Fun with IBM's Z10 numbers

Fun with IBM's Z10 numbers

Summary: As far as I'm concerned, when an organization buys an IBM mainframe to run Linux somebody should be fired - but not the DP guy who bought it: his boss: the non technical guy who approved it without carefully reviewing the alternatives.

SHARE:

If you're into high performance computing, IBM has the machine for you: 64 customized Power processor cores on four 16-way/380GB SMP boards at 4.4Ghz, each with up to 48GB/Sec in bandwidth to the world outside.

It's a hot machine, but costs are high:

  z10 Costs
Capital cost $26 million
Maintenance cost $1,706,000/yr
SuSe Linux $768,000/yr

Here's some of what IBM said about the z10 in the original February 2008 press release

IBM's next-generation, 64-processor mainframe, which uses Quad-Core technology, is built from the start to be shared, offering greater performance over virtualized x86 servers to support hundreds to hundreds of millions of users.

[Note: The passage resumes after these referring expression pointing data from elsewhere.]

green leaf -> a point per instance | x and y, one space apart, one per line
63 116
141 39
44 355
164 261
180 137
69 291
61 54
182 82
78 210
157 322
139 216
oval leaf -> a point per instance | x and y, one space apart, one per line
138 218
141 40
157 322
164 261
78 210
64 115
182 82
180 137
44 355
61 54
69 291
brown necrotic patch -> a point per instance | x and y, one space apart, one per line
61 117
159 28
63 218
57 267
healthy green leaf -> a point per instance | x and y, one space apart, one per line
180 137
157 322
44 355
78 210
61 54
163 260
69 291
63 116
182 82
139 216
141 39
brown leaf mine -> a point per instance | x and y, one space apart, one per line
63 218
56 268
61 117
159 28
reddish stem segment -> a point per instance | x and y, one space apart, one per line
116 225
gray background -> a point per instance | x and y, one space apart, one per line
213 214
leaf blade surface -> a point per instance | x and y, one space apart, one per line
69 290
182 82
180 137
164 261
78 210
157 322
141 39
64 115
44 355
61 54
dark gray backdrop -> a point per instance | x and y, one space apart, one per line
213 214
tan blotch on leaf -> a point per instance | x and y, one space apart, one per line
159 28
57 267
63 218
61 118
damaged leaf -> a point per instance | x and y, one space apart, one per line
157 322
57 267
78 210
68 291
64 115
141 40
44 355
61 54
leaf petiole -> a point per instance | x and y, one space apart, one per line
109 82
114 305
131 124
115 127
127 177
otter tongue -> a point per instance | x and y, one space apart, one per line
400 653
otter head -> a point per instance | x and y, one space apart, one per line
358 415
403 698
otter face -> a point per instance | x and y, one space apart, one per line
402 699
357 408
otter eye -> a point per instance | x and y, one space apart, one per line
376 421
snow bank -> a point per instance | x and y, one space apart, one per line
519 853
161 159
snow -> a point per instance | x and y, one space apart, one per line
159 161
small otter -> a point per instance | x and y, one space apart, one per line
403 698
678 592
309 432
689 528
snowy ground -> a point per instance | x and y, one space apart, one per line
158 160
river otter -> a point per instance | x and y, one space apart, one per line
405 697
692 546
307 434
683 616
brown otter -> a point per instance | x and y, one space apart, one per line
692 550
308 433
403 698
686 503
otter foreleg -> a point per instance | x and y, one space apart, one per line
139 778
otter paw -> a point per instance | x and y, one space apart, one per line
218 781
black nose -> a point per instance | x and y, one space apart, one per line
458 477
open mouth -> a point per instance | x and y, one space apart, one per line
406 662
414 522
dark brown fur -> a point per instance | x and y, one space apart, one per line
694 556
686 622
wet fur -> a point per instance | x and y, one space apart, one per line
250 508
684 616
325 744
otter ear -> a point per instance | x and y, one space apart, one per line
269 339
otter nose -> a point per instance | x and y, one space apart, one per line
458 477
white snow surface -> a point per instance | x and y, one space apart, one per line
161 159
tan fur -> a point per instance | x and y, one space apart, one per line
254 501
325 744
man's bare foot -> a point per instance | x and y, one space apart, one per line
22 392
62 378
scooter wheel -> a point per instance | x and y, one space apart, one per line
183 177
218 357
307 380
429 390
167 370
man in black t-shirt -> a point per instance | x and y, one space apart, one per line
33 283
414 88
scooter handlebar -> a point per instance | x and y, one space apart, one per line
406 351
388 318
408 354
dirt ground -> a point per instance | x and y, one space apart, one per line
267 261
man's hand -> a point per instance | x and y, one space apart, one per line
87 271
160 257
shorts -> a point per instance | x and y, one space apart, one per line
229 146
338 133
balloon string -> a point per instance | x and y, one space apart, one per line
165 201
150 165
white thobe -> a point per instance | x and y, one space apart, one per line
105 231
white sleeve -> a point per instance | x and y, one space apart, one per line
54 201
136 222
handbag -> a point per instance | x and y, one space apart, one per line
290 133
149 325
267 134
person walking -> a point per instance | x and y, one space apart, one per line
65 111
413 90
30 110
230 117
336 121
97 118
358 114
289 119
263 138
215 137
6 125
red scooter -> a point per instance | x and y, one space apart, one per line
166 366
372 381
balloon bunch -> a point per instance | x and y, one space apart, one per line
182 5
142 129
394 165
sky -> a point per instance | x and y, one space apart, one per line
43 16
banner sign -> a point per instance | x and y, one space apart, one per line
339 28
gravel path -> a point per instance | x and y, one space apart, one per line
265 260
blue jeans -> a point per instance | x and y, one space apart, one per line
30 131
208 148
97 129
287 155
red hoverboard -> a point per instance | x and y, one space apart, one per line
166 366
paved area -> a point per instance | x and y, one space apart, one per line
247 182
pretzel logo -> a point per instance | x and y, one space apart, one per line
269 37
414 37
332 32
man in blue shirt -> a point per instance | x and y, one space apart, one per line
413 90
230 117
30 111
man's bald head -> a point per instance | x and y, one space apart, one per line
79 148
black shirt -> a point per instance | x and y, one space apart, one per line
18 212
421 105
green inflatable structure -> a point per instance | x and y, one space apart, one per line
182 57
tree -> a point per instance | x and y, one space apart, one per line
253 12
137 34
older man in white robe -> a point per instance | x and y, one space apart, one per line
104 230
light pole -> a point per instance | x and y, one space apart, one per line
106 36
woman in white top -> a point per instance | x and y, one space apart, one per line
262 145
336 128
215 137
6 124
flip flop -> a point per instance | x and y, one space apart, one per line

The z10 also supports a broad range of workloads. In addition to Linux, XML, Java, WebSphere and increased workloads from Service Oriented Architecture implementations, IBM is working with Sun Microsystems and Sine Nomine Associates to pilot the Open Solaris operating system on System z, demonstrating the openness and flexibility of the mainframe.

From a performance standpoint, the new z10 is designed to be up to 50% faster and offers up to 100% performance improvement for CPU intensive jobs compared to its predecessor, the z9, with up to 70% more capacity. The z10 also is the equivalent of nearly 1,500 x86 servers, with up to an 85% smaller footprint, and up to 85% lower energy costs. The new z10 can consolidate x86 software licenses at up to a 30-to-1 ratio.

If you want a lot of detail, be patient: there's a 170 page redbook (sg247515) describing the thing due for December 8/08 release.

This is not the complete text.